Постоял у стеклянных дверей отделения, дожидаясь, когда подойдет медсестра и вынесет ему салатовый халат и синие бахилы, и двинулся, пополз, как по морскому дну, по коридору больничного, патологического «Хилтона». Журчал ручей, среди декоративных скал и колыхавшихся в задумчивости водорослей сновали бирюзово-золотистые упитанные рыбки… нашел одноместный гостиничный номер, толкнул именную, с листком назначений, бесшумную дверь, и Нинин бесстрашно-взыскующий взгляд стал для него единственным источником сознания. В больничном белье и халате, в матерчатых тапочках, она сидела на кровати и распутывала перекрутившиеся провода наушников. Он медленно осел перед кроватью на колени, подполз, приналег и дрожаще, позорно-бессильно притронулся к ее девчоночьим лодыжкам, щиколоткам.

— Я сейчас говорил с Любомудровым. Ты знай, все будет хорошо, все будет так, как надо, как ты заслужила. Он объявил, что надо… чтобы ты решила… чтоб сознавала риск… как это будет сложно и опасно для тебя… и чтобы ты дала согласие на оставление ребенка. Чтобы подумала… — его кривило, выворачивало, корчило, теперь узнал, как это бывает, — вот это чувство, что будто сам ты можешь не родиться.

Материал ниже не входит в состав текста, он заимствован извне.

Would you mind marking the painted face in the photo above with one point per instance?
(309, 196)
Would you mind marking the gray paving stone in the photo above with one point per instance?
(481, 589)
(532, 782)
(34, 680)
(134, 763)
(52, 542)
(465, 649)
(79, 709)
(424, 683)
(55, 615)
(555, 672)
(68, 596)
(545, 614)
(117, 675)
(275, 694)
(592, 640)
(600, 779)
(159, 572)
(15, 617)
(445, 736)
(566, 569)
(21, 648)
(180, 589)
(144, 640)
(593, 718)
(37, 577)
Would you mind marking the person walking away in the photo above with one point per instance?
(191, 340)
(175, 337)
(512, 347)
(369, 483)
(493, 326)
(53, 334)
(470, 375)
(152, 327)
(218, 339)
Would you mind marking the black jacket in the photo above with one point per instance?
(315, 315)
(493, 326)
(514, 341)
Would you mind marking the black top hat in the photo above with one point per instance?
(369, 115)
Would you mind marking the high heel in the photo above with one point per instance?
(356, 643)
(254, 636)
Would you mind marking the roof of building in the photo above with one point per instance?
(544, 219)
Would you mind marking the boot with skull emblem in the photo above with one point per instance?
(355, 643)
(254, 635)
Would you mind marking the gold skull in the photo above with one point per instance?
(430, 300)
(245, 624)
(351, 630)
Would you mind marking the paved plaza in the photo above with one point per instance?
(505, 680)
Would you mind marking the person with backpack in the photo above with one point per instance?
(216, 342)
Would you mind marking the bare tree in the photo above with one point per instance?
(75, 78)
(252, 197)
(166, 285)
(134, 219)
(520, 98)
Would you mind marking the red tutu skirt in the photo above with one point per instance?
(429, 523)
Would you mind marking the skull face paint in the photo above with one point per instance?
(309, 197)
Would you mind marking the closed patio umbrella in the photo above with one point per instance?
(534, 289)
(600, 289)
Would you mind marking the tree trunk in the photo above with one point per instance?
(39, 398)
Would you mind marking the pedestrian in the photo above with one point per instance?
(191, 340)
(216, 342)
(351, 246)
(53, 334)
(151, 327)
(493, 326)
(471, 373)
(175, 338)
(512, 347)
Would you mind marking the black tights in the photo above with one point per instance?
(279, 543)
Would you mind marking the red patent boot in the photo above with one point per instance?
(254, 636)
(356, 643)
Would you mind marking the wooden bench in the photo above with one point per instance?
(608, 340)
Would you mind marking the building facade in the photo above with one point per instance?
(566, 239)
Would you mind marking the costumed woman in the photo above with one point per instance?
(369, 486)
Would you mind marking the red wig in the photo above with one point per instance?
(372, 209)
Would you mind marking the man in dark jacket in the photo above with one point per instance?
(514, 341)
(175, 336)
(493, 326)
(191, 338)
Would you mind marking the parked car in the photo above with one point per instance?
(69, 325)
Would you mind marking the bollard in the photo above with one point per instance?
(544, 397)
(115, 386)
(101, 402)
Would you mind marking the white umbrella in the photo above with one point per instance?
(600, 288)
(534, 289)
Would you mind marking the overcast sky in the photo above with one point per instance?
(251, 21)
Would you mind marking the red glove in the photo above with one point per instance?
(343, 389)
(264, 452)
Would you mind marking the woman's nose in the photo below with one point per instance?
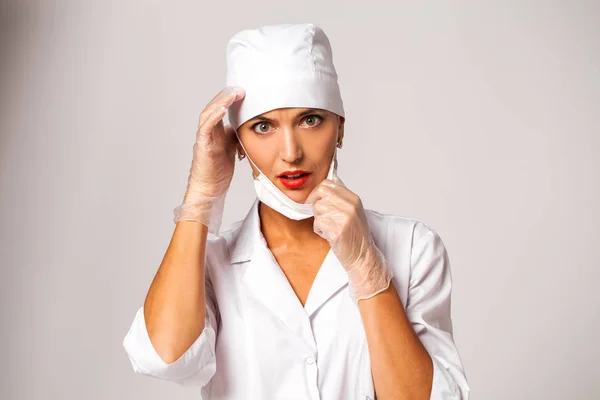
(290, 150)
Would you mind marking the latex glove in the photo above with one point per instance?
(341, 220)
(212, 164)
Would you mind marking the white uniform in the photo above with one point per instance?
(260, 343)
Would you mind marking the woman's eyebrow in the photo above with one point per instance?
(301, 114)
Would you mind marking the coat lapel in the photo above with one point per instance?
(266, 282)
(329, 280)
(264, 279)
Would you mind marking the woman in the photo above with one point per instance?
(310, 296)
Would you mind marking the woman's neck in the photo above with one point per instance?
(278, 229)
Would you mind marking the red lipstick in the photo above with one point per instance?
(294, 179)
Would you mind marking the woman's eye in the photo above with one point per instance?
(261, 127)
(313, 120)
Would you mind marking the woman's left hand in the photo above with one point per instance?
(340, 219)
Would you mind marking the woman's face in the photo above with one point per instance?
(286, 140)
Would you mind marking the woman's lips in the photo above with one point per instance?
(294, 183)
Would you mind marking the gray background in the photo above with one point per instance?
(480, 118)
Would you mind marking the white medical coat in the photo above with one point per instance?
(259, 342)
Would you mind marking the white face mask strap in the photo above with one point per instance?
(247, 156)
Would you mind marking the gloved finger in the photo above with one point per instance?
(324, 228)
(225, 98)
(212, 120)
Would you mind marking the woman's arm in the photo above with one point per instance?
(400, 364)
(175, 306)
(412, 350)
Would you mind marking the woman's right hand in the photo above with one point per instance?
(212, 164)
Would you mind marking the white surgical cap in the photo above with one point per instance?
(286, 65)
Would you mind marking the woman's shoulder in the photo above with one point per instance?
(398, 227)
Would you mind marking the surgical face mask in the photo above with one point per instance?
(268, 193)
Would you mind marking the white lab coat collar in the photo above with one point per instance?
(267, 282)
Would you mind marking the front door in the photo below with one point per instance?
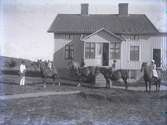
(105, 54)
(157, 57)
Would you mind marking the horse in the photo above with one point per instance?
(148, 77)
(111, 75)
(86, 74)
(47, 72)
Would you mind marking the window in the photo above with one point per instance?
(133, 74)
(115, 49)
(99, 49)
(89, 50)
(69, 51)
(134, 53)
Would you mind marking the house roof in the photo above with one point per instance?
(105, 30)
(76, 23)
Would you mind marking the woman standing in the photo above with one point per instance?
(22, 73)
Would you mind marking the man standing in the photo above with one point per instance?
(114, 65)
(22, 73)
(154, 71)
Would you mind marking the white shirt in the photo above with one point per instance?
(22, 68)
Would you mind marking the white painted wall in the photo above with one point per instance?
(146, 51)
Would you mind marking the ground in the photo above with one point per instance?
(89, 107)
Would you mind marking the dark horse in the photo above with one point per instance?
(148, 77)
(86, 74)
(109, 74)
(46, 72)
(90, 73)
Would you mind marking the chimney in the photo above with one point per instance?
(84, 9)
(123, 9)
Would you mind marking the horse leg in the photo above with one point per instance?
(156, 83)
(149, 86)
(126, 84)
(159, 84)
(107, 83)
(146, 86)
(44, 82)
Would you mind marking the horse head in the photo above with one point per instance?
(143, 66)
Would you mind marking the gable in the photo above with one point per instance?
(76, 23)
(102, 36)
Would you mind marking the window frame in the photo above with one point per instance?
(90, 47)
(69, 51)
(134, 53)
(113, 50)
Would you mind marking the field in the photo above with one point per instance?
(89, 107)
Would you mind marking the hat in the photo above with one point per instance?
(152, 61)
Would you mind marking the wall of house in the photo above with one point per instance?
(59, 55)
(100, 37)
(145, 52)
(146, 45)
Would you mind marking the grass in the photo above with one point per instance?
(90, 107)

— Я его не отдам, — шепнула она с ясной решимостью, уже будто все зная… не дожидаясь, когда он, Камлаев, сумеет выговорить правду, и уже было что-то в ее лице и голосе — ближе к животному, не наделенному той самой свободой воли; будто она с той только целью и была сотворена, чтоб понести, носить и разродиться — это ее был способ пропеть осанну, и в выборе она была свободна так же, как рыба, что сплавляется вниз по течению на нерест…

Лег к ней, забрал ее лицо в ладони, и целовал в глаза, и говорил, какая она сильная, отважная, бесстыдно хныкал, сотрясался, ей тычась носом в нос, и гладил, гладил слабыми никчемными руками по лицу, будто отчаянно силясь сохранить ее черты под быстро сохнущим защитным слоем своих слез, которые текли неудержимо.

3

Мир помешался, время обезумело, и непосильным было осознать, что каждая прожитая минута приближает тебя не к смерти, не к рождению — к чему-то одному из двух, к обоим; они, две эти вероятности, были как небо и река, несущая воду над собственным дном с такой же медлительной плавностью, как небо облака над ней самой; неразделимость и неотличимость соединенных этих сред душили и освобождали одновременно.